The nurses say they'll eventually get used to the idea of living at the home. That Alvena will stop packing up her clothing every night, into the plastic bags she pilfers from the cafeteria at dinner time. It's not that she doesn't have her good days--sometimes she even admits that she couldn't take care of herself. Other days she believes she's on vacation. During a recent visit, my mom found her lying back in her bed, propped up by pillows, watching TV. "Why is it," she asked, "that it always has to come to an end when you're having such a good time?" My mom told her not to worry, that she could stay as long as she wanted, they'd just slip the bill under the door when they finally needed her to leave. "Well, maybe we'll stay another day," she responded, then continued thoughtfully: "You know, it's a funny thing. We must have stayed at this hotel before--they've got my name written on all my clothing!"
But some days do not go as well. My mom comes home a wreck, eyes red from crying. She isn't sure if she's doing the right thing, locking her aunt and uncle away in a nursing home. Those are the days when Alvena accuses her of doing it all, and really, she isn't wrong. It was my mom that helped the Borough move them into an assisted living environment, but not to go in and ransack their house, stealing all of their belongings like Alvena insists in her raspy, cackling voice. My mom hates even rifling through their things long enough to find old family pictures because she feels like she's intruding. But if she hadn't, I don't know that they would have lived through the winter.
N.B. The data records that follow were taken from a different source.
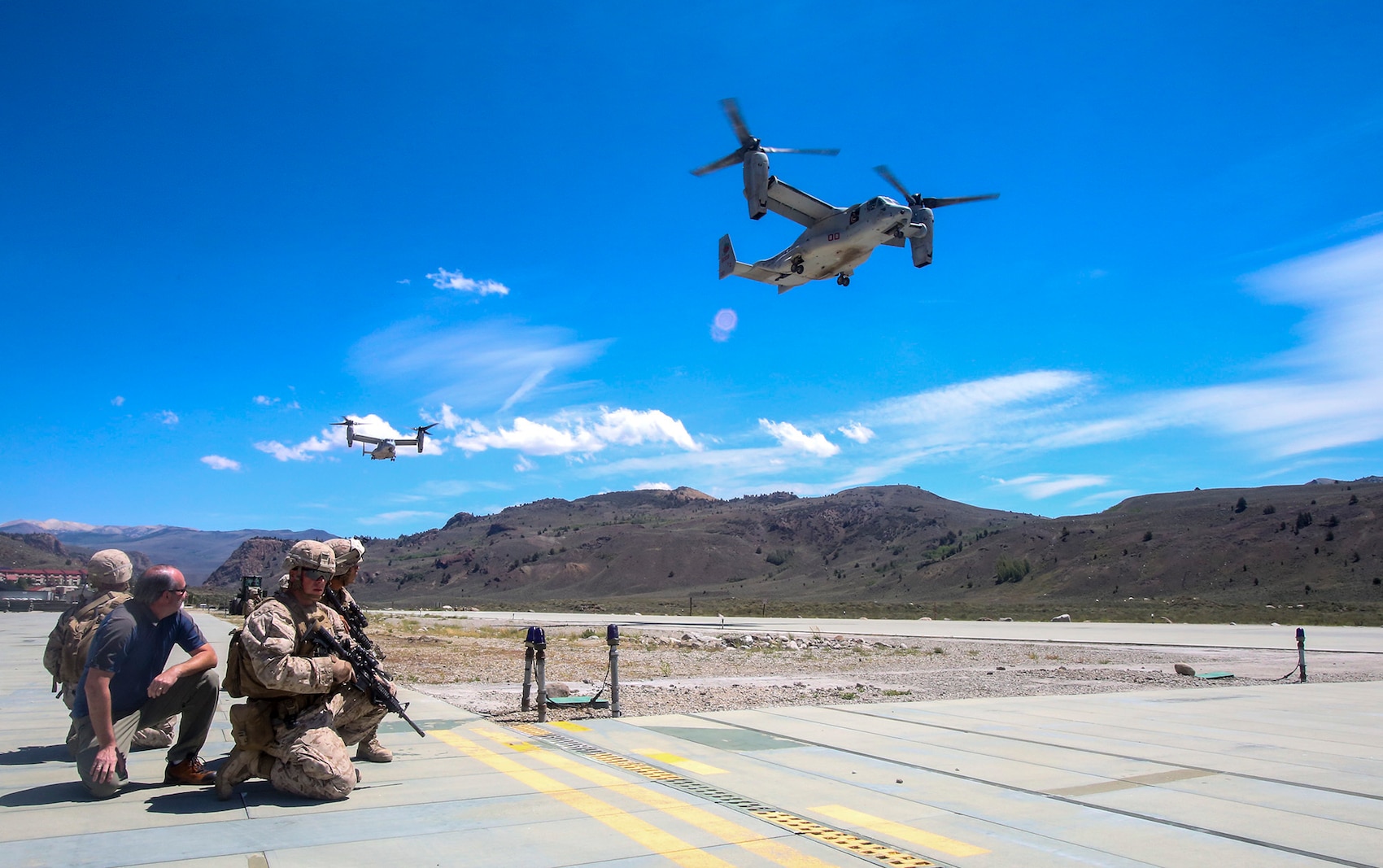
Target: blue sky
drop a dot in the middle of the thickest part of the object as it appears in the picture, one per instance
(225, 227)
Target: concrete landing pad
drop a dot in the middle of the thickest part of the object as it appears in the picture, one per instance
(1288, 774)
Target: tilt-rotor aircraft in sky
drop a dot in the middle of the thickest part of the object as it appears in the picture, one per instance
(385, 448)
(837, 239)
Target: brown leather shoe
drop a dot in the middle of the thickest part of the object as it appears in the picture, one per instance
(189, 771)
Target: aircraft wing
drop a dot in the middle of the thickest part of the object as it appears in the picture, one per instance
(797, 207)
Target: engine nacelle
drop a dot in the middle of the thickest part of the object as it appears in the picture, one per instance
(757, 183)
(922, 237)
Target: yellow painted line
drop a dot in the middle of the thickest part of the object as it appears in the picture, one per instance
(639, 831)
(705, 820)
(897, 830)
(673, 759)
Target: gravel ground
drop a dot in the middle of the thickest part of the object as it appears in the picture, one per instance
(480, 668)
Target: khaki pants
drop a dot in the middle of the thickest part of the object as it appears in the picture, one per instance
(194, 697)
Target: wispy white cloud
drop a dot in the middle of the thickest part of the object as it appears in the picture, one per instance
(454, 280)
(399, 516)
(526, 387)
(570, 434)
(300, 452)
(473, 365)
(1041, 486)
(792, 438)
(634, 427)
(857, 431)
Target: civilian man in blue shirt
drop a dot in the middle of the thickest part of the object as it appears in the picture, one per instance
(124, 686)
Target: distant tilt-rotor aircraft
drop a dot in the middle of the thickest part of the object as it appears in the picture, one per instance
(385, 448)
(837, 239)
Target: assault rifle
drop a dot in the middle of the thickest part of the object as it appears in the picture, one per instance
(369, 674)
(351, 613)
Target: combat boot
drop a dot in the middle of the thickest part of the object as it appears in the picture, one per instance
(238, 767)
(373, 752)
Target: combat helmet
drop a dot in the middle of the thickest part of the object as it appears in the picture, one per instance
(312, 555)
(349, 553)
(110, 569)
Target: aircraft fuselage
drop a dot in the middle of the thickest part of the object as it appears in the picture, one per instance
(841, 242)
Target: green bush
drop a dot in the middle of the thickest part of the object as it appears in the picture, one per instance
(1010, 569)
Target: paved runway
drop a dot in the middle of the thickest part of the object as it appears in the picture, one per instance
(1365, 640)
(1288, 774)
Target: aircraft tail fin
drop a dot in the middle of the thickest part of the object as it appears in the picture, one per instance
(728, 263)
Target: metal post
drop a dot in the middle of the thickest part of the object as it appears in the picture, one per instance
(1302, 654)
(527, 670)
(613, 640)
(541, 666)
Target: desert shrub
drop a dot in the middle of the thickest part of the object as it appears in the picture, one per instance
(1010, 569)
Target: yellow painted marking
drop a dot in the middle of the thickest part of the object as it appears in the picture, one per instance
(897, 830)
(639, 831)
(726, 830)
(673, 759)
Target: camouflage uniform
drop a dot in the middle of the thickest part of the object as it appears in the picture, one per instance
(349, 556)
(313, 727)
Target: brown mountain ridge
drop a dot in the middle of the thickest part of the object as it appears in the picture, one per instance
(892, 543)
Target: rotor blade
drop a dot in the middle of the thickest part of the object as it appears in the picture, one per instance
(931, 202)
(732, 111)
(729, 159)
(822, 151)
(888, 176)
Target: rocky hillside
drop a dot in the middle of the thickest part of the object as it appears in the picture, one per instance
(47, 552)
(1320, 541)
(262, 556)
(197, 553)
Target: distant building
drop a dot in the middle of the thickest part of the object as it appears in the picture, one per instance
(45, 578)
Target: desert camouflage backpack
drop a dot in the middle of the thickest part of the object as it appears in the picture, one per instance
(76, 629)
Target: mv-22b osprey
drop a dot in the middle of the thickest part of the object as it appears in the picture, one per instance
(385, 448)
(837, 239)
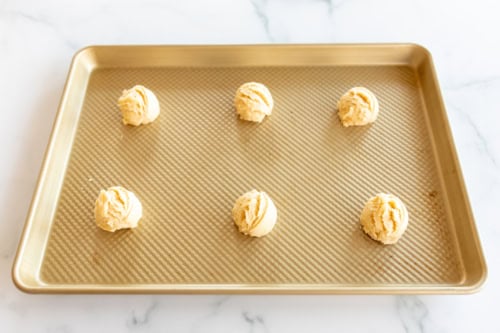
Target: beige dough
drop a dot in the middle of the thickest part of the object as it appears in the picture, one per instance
(357, 107)
(255, 214)
(117, 208)
(384, 218)
(139, 106)
(253, 101)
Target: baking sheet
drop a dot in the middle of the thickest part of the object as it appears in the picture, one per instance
(190, 165)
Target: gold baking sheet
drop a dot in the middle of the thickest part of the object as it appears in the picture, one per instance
(190, 165)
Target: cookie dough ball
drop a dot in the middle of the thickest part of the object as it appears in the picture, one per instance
(357, 107)
(139, 106)
(384, 218)
(255, 214)
(253, 101)
(117, 208)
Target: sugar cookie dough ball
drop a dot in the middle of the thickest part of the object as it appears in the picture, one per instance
(139, 106)
(384, 218)
(117, 208)
(253, 101)
(255, 214)
(357, 107)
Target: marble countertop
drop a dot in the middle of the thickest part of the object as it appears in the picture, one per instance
(37, 41)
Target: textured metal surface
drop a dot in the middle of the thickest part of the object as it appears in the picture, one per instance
(189, 166)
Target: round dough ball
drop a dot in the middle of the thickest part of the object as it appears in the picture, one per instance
(117, 208)
(384, 218)
(255, 214)
(358, 107)
(253, 101)
(139, 106)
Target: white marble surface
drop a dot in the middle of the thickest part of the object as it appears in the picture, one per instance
(37, 41)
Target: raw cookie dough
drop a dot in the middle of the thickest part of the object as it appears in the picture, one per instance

It's crazy to have to think that, as though we'd just left them there to die all these years. But they refused to accept help. My father and uncles had tried a number of times, offering to do work on the sadly dilapidated house. But they insisted they were just fine on their own, hiding behind their shaded windows, with a single bulb in the iron chandelier to light the entire first floor. They'd lived on their pride and their paranoia, foregoing humanity itself. They lived like homeless people in their own home. And that's what my mother has to keep reminding herself of: even if they don't realize it--even if they never realize it--she's doing good by them. They were always her favorite aunt and uncle, and whether they like it or not, she is doing her best to repay them for it.
I hope that they do come around. If not to be able to understand what is going on, then at least to be able to appreciate it. To understand that we're not trying to lock them away, but give them a chance to live out their lives in comfort. With warm beds and good food. With people taking care of them better than they ever took care of themselves. It won't be about them coming to appreciate "all the hard work we did" or anything of the sort. Just that we love them and care about them. That's all I hope they realize.